Ingredients for 2 servings:
- 100 g pearl barley
- 250 ml water
- 2 tsp vegetable stock powder
- ½ head of pointed cabbage
- 1 thick zucchini
- 2 garlic cloves
- 5 tbsp olive oil
- 200 ml water
- Salt and pepper, colorful
- Cayenne pepper
- Herbs of Provence
- 2 tbsp, creamed horseradish
- 100 g feta cheese made from cow’s milk
Instructions
Working time approx. 20 minutes; Cooking/baking time approx. 30 minutes; Total time approx. 50 minutes
Cook the pearl barley in a saucepan with 250 ml of water and vegetable stock powder for about 10 minutes, then let it soak for another 10 minutes.
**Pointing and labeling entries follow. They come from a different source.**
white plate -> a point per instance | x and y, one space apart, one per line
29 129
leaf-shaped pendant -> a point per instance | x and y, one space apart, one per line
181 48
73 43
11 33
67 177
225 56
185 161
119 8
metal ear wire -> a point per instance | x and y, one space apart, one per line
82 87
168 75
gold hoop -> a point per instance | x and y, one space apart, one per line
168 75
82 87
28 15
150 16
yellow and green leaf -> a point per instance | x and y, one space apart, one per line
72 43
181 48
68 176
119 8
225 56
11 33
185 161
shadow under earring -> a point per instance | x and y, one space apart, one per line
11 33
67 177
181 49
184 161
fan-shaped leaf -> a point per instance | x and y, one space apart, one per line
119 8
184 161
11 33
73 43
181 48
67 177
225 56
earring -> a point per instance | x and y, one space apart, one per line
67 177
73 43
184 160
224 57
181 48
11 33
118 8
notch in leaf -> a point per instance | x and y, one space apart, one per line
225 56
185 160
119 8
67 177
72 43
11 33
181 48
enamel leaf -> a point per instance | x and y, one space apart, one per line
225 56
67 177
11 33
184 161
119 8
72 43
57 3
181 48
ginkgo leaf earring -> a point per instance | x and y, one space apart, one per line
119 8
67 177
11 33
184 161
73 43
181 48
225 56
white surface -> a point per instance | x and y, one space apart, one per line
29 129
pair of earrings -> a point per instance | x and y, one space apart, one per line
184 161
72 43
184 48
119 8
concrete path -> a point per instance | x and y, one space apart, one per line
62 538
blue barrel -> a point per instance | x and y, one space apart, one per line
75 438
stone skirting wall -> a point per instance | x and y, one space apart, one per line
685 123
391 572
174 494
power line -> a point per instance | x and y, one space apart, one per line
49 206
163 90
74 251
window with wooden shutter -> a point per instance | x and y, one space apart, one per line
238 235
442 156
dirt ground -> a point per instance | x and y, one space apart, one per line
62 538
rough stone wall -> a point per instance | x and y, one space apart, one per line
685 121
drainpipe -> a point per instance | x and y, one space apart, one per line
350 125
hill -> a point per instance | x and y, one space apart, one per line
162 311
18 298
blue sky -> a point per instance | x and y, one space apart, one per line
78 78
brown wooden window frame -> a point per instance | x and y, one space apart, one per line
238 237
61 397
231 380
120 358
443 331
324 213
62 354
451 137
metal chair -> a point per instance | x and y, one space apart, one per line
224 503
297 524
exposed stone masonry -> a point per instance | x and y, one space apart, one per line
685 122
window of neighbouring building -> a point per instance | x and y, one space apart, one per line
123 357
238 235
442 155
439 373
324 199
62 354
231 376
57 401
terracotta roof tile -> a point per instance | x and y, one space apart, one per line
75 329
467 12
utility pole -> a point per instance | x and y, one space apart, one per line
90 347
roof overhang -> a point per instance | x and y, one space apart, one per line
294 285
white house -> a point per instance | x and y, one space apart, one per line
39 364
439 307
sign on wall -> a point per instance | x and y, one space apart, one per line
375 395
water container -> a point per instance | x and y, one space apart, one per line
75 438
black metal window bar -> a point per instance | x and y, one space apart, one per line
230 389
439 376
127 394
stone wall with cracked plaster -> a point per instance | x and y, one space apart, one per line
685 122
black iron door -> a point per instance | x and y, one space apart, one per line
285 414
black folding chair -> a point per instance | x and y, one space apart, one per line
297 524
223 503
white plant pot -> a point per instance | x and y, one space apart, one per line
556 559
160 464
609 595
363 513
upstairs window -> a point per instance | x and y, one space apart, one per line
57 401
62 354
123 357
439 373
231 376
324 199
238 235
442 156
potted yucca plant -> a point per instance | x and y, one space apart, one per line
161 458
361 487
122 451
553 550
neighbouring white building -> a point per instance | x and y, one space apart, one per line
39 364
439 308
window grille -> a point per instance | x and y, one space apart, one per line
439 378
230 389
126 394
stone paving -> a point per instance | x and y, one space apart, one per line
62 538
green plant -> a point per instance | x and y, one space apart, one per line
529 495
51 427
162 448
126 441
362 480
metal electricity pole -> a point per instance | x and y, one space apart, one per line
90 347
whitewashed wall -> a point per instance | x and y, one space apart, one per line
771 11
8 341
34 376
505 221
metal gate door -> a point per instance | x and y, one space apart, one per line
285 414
Meanwhile, finely chop the pointed cabbage and zucchini with a knife. Finely chop the garlic cloves. Heat olive oil in a pan and sauté the garlic. Add the pointed cabbage and zucchini and sauté for 2 minutes, then deglaze with 200 ml of water. Season with salt, pepper, cayenne pepper, and Provençal herbs to taste. Simmer for another 10 to 15 minutes. Then add the pearl barley and horseradish and mix everything well. Dice the feta, sprinkle over the dish, and serve. Approx. 250 kcal per serving.